Outlines became distinct, one by one, as in that childhood game, the petals of innocence fell.
Then syntax, separation, disaster.
[The Guardian of Touch]
* Sicilian Lullaby. Oh come, sleep, from the little mountain/The wolf ate the little lamb/Oh, the child/Wants to sleep.
(ii.)
Con guantes de goma anaranjada ella ahogaba los cachorros recién nacidos en el fuentón de lata: no son puros, seguro que fueron los perros de Moroni – sentenciaba y aguantando la respiración hundía a los perritos todavía ciegos, buscando el calor de la collie que aullaba junto a la puerta. Anegaba sus pulmones en el fondo hasta que flotaran y los metía en una bolsa de nylon que cerraba con nudos bien apretados. Luego se sacaba los guantes color naranja y con esas mismas manos cortaba el pan y trenzaba el pelo de mi amiga Alejandra.

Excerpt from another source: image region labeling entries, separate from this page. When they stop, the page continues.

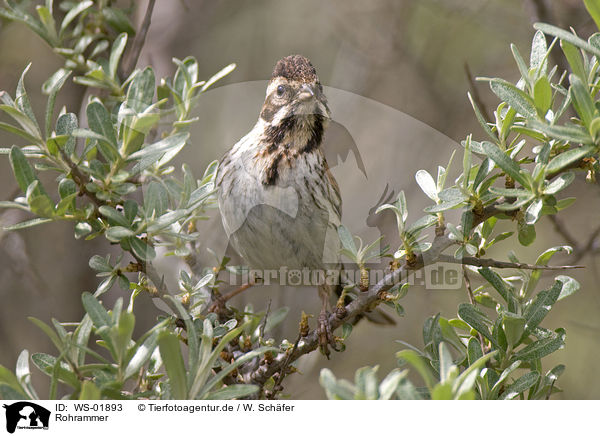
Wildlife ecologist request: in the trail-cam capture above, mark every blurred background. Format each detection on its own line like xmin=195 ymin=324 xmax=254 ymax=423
xmin=0 ymin=0 xmax=600 ymax=399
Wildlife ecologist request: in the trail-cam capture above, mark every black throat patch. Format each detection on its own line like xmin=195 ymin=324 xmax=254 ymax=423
xmin=263 ymin=114 xmax=325 ymax=185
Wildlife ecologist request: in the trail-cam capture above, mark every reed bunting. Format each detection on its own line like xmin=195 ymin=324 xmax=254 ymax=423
xmin=217 ymin=55 xmax=342 ymax=356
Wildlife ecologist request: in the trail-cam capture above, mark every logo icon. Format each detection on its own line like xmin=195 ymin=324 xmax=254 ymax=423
xmin=2 ymin=401 xmax=50 ymax=433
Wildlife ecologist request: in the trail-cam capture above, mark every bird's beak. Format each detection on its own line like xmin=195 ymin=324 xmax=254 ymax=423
xmin=298 ymin=83 xmax=315 ymax=101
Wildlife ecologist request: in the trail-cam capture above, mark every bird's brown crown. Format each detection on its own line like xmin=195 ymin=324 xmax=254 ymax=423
xmin=272 ymin=55 xmax=319 ymax=83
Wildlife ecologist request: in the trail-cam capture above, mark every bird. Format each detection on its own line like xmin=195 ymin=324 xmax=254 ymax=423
xmin=216 ymin=55 xmax=342 ymax=358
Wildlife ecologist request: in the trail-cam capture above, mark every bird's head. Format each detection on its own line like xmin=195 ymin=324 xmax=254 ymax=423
xmin=260 ymin=55 xmax=329 ymax=127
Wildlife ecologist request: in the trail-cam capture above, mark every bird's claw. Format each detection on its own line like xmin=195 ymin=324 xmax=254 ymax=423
xmin=317 ymin=311 xmax=340 ymax=359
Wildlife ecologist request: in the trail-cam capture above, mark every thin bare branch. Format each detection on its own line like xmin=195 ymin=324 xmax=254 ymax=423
xmin=438 ymin=254 xmax=585 ymax=270
xmin=120 ymin=0 xmax=156 ymax=79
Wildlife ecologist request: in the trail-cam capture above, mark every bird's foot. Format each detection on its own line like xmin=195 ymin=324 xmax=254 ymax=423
xmin=317 ymin=310 xmax=340 ymax=359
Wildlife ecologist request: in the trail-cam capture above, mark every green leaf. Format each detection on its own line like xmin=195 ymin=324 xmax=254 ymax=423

[Todavía me persigue el llanto de aquella perra,
el frío mortal del lavadero.
Mi amiga creció, tuvo hijos, otra casa. Su madre siguió baldeando con desvelo la vereda cada mañana, ahogando – primavera tras primavera—perros sin raza.
[Extraño país]
(ii.)
With orange rubber gloves, she, my friend’s mother, drowned the new born pups, in a tin basin.
These are mongrels, sure from old Morini’s, she judged, as she held her breath to drown the still blind puppies as they searched the warmth of the collie, who howled beside the laundry door.
She flooded their lungs in the bottom until they floated putting them into a nylon bag that she tied in the tightest of knots.
Afterwards, she took off those orange rubber gloves and with the same hands cut bread and braided my friend Alejandra’s hair.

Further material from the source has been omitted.